I’m not sure the way Advent and Christmas are usually celebrated is much to my liking… It’s all about words like “falalalala” and  “glooo-ho-ho-ho-ho-ho-hooo-ho-ho-ho-ho-ho-hooo-ho-ho-ho-ho-ho-hoooria” (come on, you can do it…), and inevitably, the realities of our lives will clash with the ‘smiliness’ that seems to be part of the decorations of the season.

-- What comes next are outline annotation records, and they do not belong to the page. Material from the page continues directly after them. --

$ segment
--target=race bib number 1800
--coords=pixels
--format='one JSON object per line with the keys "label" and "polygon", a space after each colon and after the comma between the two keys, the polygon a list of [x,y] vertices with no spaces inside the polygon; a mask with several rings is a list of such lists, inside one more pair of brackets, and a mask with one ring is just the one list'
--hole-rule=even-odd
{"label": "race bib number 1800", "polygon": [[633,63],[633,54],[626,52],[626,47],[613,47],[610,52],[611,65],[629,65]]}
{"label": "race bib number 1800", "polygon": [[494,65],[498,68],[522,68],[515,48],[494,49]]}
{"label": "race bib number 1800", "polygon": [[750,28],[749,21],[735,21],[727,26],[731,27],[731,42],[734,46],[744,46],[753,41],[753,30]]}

Because it’s in the calendar, we suddenly feel the need to pretend that we are joyful and happy social butterflies, enjoying ourselves in a crowd of people when some of us don’t find that enjoyable at any other time of the year. But now, after all, there’s mulled wine, and mince pies and gifts and songs to sing… So all must be well, including all the dynamics between us and others that aren’t actually in any sort of cheerful balance. A sheen of glitter is added to life, covering up all the murky bits like the first snow covers every ugly street corner. It’s not real. Nothing has changed. It’s the same lives and the same people underneath it all.

This is the season in which after every ‘jolly’ hour I spend with a group of people I go home with a sense of sadness.

It’s a traditional feeling by now. 

And I will still walk through the next few weeks as I have many times before, I will sing carols and eat turkey and smile and chat, and from time to time I will go somewhere quiet and close my eyes and feel how I really am. 

And then I’ll return to the room with the Christmas tree and the gifts and people who may well be feeling something not all that different from me, and we’ll go on celebrating together, a little bit trying to  m a k e  joy while joy is not what we’re feeling.

For me, some part of the sadness is to do with the knowledge that after being in a group of particularly smiley, familiar people for the celebrations, I’ll be going to a home where no one is waiting for me. But I don’t think that’s all it is. I think it might actually be more about how I live Christmas, how we all live the season:

Christmas is an extrovert’s paradise. And an extrovert is not who I am.

Advent also raises expectations on some subconscious level that ‘something special’ is about to happen, not just symbolically or spiritually. And then everything still stays the same.

And then there’s New Year’s Eve, which I have come to dislike quite intensely, really, partly because I hate the hopes such a random day raises, the artificial pressure and expectations that are projected onto this day. And again, it’s very much an extrovert occasion…

In the end, Christmas is about an ordinary and messy and difficult experience, lived by people who really did not know how to ‘fix their lives’ and who were not prepared for anything that was going on. And everything that felt like a problem to them has become a story we now treasure and tell and remember and celebrate…because somewhere in all this ordinary, unfixable mess, something extraordinary happened, something completely new was created which changed everything, and at the time, only a small bunch of people noticed that anything was different than it had been before.

I wish that, for once, we could come together at Christmas as we are, without all the jingle-bells pretence of cheer, our seasonal bravado.

I wish we could just be more silent, and share time together in which there is space for us to know and be open about the unfixable bits of mess in our lives, and to hear the angels say, “Don’t be afraid! I am here with good news for you.” There might be space then to notice the difference it makes. 

No reindeer jumpers and prescribed jolliness under which we can’t hear a thing any angel might be saying.

Nothing can change in us if we don’t hear that voice.

I think quite a few of the people I know may be having some of this in their hearts as well, while we are still all living the ‘social event’ that Christmas is.

I’d like to have less of everything instead of more. I’d like the remembrance of God being born in a messy way into a painful world to be the main event of the season.

Contemplative Christmas…

And I’d find New Year’s Eve prayers infinitely preferable to crowds and noise.